These are special proteins that are found in eukaryotes and archaea, but not in bacteria. In eukaryotes the histone protein provides structural support for the chromosome. The importance of the histone proteins to the nucleus has recently become clearer. In the human nucleus, for example, there is about 2 m of DNA in total. The nucleus is an awfully tiny volume to package all that DNA into. The solution is the nucleosome, one bead of which is made up of 8 histone molecules. In a single nucleosome, the DNA is tightly wrapped around the histone bead. The nucleosomes, in turn, coil tightly around each other. The result is chromatin, the obvious expression of a chromosome.
Chromatin, however, is not uniformly compacted across the entire genome. Some regions are more loosely packed than others. Genes which are expressed, are in the more loosely packed regions of the genome. Transitions from tightly to loosely packed DNA (closed to open chromatin) are important in cell differentiation.
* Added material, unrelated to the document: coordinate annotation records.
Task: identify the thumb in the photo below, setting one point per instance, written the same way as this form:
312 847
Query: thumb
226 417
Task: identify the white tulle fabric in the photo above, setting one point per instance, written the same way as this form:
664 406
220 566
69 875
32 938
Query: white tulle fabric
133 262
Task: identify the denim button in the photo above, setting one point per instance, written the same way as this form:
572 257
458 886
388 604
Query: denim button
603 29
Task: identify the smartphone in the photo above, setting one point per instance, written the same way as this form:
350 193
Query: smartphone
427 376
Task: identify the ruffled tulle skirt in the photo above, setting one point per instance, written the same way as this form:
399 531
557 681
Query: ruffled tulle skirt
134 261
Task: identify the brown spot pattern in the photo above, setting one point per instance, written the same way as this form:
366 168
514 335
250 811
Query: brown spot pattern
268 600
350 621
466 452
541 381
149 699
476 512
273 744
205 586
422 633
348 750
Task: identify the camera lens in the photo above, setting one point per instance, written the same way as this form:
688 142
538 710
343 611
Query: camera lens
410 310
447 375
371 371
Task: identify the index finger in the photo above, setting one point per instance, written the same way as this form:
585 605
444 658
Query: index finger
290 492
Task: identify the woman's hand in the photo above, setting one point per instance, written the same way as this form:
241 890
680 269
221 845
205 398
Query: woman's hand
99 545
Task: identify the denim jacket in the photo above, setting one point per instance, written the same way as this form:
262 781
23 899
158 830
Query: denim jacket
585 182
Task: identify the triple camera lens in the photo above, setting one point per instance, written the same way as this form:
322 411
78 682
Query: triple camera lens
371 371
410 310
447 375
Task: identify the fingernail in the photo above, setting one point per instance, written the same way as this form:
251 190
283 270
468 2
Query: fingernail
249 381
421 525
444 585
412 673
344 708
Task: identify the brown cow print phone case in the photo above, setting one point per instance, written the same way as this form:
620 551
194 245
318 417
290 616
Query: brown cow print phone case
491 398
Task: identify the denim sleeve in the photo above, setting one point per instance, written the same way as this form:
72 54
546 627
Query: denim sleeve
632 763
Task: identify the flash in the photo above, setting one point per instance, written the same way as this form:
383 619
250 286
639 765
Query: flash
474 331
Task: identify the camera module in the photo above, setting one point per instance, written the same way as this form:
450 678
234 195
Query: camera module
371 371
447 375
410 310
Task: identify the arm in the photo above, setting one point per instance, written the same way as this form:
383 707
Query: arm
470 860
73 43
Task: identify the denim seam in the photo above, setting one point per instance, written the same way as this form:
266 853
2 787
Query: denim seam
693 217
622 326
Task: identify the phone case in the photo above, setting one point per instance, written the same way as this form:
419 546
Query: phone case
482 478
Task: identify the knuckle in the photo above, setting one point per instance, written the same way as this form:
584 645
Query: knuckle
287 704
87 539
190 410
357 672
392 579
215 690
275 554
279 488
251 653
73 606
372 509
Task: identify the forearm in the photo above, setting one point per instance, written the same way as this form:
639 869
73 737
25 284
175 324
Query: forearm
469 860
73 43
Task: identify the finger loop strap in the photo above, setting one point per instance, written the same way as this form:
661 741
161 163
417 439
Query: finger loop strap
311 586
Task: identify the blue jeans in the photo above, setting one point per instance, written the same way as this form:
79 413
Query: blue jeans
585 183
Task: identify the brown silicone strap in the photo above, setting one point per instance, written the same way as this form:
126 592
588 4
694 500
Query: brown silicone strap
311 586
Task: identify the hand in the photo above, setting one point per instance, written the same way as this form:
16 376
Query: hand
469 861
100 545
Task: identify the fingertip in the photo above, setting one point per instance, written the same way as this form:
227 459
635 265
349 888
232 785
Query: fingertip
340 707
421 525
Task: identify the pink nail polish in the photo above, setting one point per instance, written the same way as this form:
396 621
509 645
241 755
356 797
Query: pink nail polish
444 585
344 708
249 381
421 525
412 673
Apparently the nucelosomes themselves are in almost constant tension, tightening, loosening and twisting. Flexible tails from the histone proteins are somewhat involved in these activities. Only when tails flex away from particular regions of DNA are the nucelosomes able to open.
Some organisms can manage without histones. Bacteria lack them, and eukaryotic dinoflagellates (important algae worldwide which include species causing bioluminescence and toxic red tides) also manage without histones. [Georgi K. Marinov et al. 2021. Transcription-dependent domain-scale three-dimensional genome organization in the dinoflagellate Breviolum minutum. Nature Genetics DOI: 10.1038/s41588-021-00848-5]
The dependence of most eukaryotes on histones in the nucleus is yet another major difference between bacteria and eukaryotes. Archaea possess histone proteins, but the order of the amino acids in the proteins is different from in the eukaryotes. Moreover, the archaeal chromosome is circular like that of bacteria, and the DNA for the archaea is loosely wound around histone protein structures. Thus, the archaeal nucleosomes are not as regularly organized or as stable as eukaryotic nucleosomes.
This is yet another design feature which shows the major differences between the three domains described by Carl Woese but to which many current biologists do not necessarily subscribe. Some specialists insist that there are only two domains with the eukaryotes coming from the archaea. Of course, other experts reject this idea. It all depends upon what characteristics one considers most important. Assigning such relationships is a very subjective enterprise.
It is apparent that the histones are extremely important in the correct functioning of the eukaryotic nucleus. They are part of the purposeful arrangement of parts which must be just right for the cell to operate. These finely tuned life processes of the eukaryotic cell could not have developed gradually.